Chris Stoltz (Vancouver) reports:
Hey Ben –
I’m sitting in the Von Ray workshop (he has his dad’s eyes) as he demos TPRS in German. Since it’s my first language I am just watching audience and note a few things:
A) SLOW rules. A word a second. It feels like he’s CRAWLING and when he asks a question whose answer is in TL but more than ja/nein even that is too fast for these early days processors.
B) compound statements should be generally avoided early days (eg “she is happy cos she has an elephant”)– you can feel how hard it is for ppl to put these 7 diff words together. I would do this in 2 parts first and circle it before making it compound.

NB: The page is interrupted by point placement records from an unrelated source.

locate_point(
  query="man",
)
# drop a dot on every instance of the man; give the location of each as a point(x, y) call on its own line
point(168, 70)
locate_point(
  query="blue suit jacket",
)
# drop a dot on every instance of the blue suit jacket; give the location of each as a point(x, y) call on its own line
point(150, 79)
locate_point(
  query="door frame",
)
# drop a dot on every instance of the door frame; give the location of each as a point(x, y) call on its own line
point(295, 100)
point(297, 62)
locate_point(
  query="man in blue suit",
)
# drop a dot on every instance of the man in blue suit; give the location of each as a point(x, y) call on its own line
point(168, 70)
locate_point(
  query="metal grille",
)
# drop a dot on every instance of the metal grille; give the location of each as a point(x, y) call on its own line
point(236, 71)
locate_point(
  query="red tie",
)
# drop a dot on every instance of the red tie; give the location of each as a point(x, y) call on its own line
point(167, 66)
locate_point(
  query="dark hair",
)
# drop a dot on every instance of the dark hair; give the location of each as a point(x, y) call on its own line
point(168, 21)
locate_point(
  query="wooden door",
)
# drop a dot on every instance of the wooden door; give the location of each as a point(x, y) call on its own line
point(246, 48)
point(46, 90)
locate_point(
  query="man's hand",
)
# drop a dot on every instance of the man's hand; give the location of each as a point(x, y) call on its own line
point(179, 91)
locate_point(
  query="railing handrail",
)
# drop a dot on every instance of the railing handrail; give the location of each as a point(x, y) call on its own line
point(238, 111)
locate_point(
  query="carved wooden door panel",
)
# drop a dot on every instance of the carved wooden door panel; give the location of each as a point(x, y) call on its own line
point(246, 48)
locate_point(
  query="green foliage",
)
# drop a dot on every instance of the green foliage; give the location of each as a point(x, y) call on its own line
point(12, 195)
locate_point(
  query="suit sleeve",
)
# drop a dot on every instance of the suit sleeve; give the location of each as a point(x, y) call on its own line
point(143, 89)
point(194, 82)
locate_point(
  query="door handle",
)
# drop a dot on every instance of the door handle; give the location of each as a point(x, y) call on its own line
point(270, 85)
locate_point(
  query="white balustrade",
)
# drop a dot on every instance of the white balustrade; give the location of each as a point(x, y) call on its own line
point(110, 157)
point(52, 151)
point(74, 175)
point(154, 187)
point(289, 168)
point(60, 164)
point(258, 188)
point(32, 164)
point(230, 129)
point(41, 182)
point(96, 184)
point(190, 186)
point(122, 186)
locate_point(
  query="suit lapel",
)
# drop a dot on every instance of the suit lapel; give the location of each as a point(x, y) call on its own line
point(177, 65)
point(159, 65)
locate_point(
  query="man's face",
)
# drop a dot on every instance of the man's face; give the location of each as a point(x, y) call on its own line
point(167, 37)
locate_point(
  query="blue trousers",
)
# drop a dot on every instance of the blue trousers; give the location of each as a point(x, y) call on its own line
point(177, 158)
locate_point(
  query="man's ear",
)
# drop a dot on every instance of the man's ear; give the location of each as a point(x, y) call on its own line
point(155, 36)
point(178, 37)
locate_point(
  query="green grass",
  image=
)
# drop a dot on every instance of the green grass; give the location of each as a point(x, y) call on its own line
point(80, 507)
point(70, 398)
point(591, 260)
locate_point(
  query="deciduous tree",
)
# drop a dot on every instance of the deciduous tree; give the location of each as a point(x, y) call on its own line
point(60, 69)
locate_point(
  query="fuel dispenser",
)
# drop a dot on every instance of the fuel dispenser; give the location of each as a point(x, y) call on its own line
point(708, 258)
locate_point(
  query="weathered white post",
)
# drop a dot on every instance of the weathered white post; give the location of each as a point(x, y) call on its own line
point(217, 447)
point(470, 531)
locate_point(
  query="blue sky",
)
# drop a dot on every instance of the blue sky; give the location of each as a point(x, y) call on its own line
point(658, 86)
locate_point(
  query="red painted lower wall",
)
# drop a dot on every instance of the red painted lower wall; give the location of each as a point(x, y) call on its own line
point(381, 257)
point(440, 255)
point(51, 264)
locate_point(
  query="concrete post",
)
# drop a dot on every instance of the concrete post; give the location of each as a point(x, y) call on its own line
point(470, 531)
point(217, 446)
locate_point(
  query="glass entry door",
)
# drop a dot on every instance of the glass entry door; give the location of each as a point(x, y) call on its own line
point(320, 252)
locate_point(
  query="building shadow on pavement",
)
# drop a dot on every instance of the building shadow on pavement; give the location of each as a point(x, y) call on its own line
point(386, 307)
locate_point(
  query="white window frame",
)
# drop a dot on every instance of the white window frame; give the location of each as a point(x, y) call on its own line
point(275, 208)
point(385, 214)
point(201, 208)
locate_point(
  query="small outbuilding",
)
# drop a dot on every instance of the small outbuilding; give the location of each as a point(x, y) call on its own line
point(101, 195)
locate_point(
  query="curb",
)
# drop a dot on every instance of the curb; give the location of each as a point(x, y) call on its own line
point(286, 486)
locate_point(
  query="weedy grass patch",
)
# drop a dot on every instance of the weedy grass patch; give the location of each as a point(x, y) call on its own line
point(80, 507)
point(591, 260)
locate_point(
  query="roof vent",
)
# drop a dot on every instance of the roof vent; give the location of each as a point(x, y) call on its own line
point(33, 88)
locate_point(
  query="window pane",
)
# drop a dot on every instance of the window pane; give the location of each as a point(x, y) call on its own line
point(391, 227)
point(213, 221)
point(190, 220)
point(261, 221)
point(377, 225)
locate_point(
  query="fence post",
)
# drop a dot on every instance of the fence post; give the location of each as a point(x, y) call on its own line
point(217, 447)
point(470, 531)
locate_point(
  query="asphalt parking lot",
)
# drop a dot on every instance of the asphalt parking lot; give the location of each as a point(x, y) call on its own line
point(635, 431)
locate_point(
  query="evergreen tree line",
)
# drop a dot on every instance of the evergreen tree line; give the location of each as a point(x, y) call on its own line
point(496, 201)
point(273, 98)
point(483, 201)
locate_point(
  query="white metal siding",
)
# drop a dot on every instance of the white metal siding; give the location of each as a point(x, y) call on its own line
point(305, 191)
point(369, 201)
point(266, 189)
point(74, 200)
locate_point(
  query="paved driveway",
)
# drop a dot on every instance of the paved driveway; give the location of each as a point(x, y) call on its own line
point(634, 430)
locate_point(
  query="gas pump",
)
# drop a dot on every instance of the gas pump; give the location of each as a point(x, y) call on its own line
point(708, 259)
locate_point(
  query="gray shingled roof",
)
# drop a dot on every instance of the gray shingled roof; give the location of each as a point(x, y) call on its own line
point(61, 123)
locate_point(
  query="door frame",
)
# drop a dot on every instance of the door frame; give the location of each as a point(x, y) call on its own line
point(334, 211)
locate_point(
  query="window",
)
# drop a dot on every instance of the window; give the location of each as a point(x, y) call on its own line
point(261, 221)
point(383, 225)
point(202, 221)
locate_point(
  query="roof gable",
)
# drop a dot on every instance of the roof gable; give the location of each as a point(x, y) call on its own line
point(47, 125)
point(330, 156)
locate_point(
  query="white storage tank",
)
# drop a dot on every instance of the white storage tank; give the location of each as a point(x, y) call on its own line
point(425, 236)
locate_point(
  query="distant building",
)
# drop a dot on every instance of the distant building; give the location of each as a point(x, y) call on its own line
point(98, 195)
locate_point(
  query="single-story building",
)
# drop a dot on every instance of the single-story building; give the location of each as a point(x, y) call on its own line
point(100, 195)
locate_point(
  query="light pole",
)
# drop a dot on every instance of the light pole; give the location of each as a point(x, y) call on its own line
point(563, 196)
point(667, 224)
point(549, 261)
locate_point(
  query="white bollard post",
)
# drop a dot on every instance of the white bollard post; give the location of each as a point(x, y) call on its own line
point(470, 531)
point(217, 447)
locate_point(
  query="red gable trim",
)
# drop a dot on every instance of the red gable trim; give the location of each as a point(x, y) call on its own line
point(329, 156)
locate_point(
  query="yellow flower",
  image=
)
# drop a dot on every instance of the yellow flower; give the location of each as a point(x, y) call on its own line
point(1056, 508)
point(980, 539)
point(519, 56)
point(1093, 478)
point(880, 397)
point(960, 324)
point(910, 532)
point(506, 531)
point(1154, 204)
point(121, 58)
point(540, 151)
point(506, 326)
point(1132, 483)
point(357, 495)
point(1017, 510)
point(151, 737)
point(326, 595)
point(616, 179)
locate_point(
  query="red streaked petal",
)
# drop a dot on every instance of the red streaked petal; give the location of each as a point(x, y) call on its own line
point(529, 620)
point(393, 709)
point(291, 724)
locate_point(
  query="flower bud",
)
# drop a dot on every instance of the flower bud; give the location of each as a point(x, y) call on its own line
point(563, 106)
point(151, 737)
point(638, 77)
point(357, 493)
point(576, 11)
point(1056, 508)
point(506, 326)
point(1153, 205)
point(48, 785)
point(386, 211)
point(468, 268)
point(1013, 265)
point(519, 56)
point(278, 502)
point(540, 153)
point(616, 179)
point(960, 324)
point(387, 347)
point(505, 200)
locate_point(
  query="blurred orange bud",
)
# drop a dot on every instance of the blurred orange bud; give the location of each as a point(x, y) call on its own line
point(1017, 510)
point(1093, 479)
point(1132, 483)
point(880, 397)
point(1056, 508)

C) He is AWESOME at Point and Pause which is also crucial even for these egg-head four-percenter teachers.
D) he’s doing a story to demo TPRS. This is MASSIVELY HARD– the # of words you wouldn’t think you need to actually teach, but do,– like the, or, and, with, etc– are not as obvious and easily picked up as you would think. I would generally concur with your advice to do slow PQA in varying forms for the first 20 hrs or so until the kids have like 100 words absolutely hardwired in. There is a kind of invisible “feel” for how the words sound that even these eager beavers don’t have and will just need TIME to develop.
E) He hasn’t done any TPR (no time) but he uses props (fake money and toy elephants). Very useful. He said that he would do a bunch of pre-story TPR and pqa before getting into a story.
F) Adrian Ramírez did a Portuguese PQ demo followed by the Japanese-speaking teacher doing a Japanese demo of basic PQA. The Portuguese was easy…the Japanese, holy cow it was HARD! Despite her doing a great job, the sheer weirdness– subject object verb; other odd rules– meant that for even us keeners, she had to go slow as mud flowing uphill to keep us focused. Von talked about how the first 20 hours in TL are mostly for developing basic skills like being able to “feel” the language sounds and just, well, being able to distinguish one word from another. After the Japanese demo, I could not agree more. Slow RULES.
G) also neat to watch beginner TPRSers practice circling. Skipping parts of it, introducing question words too soon, introducing new details too soon, or not repeating your basic structure often enough, will really screw your students up.
Anyway. Hope your startup has gone well.